How often should I have a TRT monitoring blood test?
The BSSM recommends testing at 3–6 months after starting TRT, at 12 months, and annually thereafter. Most clinicians also include a 6-week early check to catch rapid haematocrit rises and confirm the starting dose is producing a response. After any dose change, retest within 4–6 weeks. If haematocrit exceeds 0.52 at any point, increase testing frequency regardless of your normal schedule.
When should I time my blood draw on TRT?
For gels (Testogel, Tostran), test 2–6 hours after application. For Sustanon injections, test at trough — the morning of your injection day, before injecting. For Nebido, test mid-way between injections (approximately 5–6 weeks after the last injection). Morning fasting samples are preferred for accurate lipid and HbA1c results. Keep the timing and laboratory consistent between tests for reliable comparisons.
What is a dangerous haematocrit level on TRT?
A haematocrit above 0.54 (54%) is the widely accepted threshold requiring intervention — dose reduction, preparation switch, or therapeutic phlebotomy. The Endocrine Society considers a pre-existing haematocrit above 0.50 (50%) a relative contraindication to starting TRT. Between 0.52 and 0.54, you should increase monitoring frequency and discuss risk factors such as smoking and sleep apnoea with your doctor. Dehydration can falsely elevate haematocrit, so ensure adequate hydration before your blood draw.

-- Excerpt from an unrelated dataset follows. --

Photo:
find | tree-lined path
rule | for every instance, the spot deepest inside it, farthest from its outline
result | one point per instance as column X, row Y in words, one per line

Why is my oestradiol high on TRT?
Testosterone is converted to oestradiol by the aromatase enzyme, which is concentrated in body fat. When TRT raises your testosterone levels, more substrate becomes available for this conversion. Men with higher body fat percentages experience more aromatisation. Symptoms of elevated oestradiol include breast tenderness, water retention, mood changes, and reduced libido. Management options include reducing your testosterone dose, switching to gels or more frequent lower-dose injections, losing body fat, and in some cases, specialist-supervised aromatase inhibitors.

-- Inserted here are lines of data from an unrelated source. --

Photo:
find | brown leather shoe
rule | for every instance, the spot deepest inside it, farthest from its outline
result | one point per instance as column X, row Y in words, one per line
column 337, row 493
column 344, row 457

Can I do a TRT monitoring blood test at home in the UK?
Yes. At-home blood tests for TRT monitoring are widely available in the UK. A professional phlebotomist visits your home for a venous blood draw — significantly more accurate than finger-prick samples for hormone measurements. Results are typically available within 2 working days. The Male Hormones Clarity 14 panel covers the core TRT monitoring markers, while Peak Insights 70 adds liver, thyroid, vitamins, inflammation, and a full metabolic panel for your annual review.
Does TRT affect PSA levels?
TRT typically causes a modest PSA rise of 0.3–0.5 ng/mL in the first 6–12 months, which is expected and usually plateaus. Current evidence does not support the claim that TRT causes prostate cancer. However, a PSA rise exceeding 1.4 ng/mL within 12 months, or any absolute value above 4.0 ng/mL, warrants urological referral for further investigation. PSA should be checked at baseline, at 3–6 months, and every 6–12 months thereafter in men over 40.

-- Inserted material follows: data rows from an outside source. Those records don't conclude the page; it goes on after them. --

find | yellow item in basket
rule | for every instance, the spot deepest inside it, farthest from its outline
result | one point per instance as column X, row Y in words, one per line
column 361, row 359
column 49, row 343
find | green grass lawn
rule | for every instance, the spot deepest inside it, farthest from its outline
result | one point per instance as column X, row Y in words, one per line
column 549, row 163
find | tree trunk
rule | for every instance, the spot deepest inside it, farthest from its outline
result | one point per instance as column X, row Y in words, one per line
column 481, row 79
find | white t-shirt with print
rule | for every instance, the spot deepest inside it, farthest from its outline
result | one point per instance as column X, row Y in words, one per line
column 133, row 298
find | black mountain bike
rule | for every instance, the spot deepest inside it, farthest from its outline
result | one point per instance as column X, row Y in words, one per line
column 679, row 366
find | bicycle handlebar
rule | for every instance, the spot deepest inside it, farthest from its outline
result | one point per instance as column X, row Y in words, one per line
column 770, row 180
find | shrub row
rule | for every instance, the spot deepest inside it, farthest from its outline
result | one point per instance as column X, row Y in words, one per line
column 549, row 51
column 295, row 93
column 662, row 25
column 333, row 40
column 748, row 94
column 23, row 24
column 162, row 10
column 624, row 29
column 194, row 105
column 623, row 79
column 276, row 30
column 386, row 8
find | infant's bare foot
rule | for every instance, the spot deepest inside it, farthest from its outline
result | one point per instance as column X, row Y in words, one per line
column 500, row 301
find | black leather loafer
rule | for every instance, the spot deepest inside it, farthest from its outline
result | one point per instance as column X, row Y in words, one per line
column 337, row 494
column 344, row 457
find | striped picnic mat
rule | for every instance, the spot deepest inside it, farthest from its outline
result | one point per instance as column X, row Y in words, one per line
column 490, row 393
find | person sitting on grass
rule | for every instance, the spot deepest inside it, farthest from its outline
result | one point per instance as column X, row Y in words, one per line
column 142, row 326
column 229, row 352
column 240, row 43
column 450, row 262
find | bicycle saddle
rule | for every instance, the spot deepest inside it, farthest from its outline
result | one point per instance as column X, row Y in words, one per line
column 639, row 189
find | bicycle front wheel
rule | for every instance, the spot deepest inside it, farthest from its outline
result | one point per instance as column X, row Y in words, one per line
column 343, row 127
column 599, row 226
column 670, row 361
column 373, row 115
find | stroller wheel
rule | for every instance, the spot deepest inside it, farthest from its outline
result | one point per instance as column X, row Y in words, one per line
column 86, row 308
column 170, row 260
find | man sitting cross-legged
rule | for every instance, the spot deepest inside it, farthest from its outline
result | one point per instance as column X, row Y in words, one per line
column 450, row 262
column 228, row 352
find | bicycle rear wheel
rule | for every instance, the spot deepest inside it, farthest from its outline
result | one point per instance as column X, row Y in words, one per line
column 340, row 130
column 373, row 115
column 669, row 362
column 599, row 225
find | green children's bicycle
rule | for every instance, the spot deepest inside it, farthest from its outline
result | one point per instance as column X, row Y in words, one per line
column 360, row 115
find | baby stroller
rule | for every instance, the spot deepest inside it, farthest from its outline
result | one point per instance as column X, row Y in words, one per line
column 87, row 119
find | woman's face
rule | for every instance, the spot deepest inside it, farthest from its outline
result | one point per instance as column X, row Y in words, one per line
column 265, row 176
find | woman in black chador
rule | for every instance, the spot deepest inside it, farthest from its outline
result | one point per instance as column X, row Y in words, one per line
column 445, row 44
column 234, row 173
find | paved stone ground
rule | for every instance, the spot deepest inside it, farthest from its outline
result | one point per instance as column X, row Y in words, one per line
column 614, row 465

What should my testosterone level be on TRT?
The BSSM recommends aiming for the mid-to-upper normal range: approximately 15–25 nmol/L for total testosterone. Trough levels (the lowest point between doses) should not fall below 10–12 nmol/L, and peak levels should not exceed 30–35 nmol/L. Higher is not better — supraphysiological levels increase the risk of polycythaemia, oestradiol conversion, acne, and mood disturbance without additional clinical benefit. The goal is the lowest effective dose that resolves your symptoms.
This article is for informational purposes only and does not constitute medical advice. Testosterone is a prescription-only medicine in the UK. Always consult your GP or TRT specialist before starting, stopping, or adjusting testosterone replacement therapy. Blood test results should be interpreted by a qualified healthcare professional in the context of your individual health history.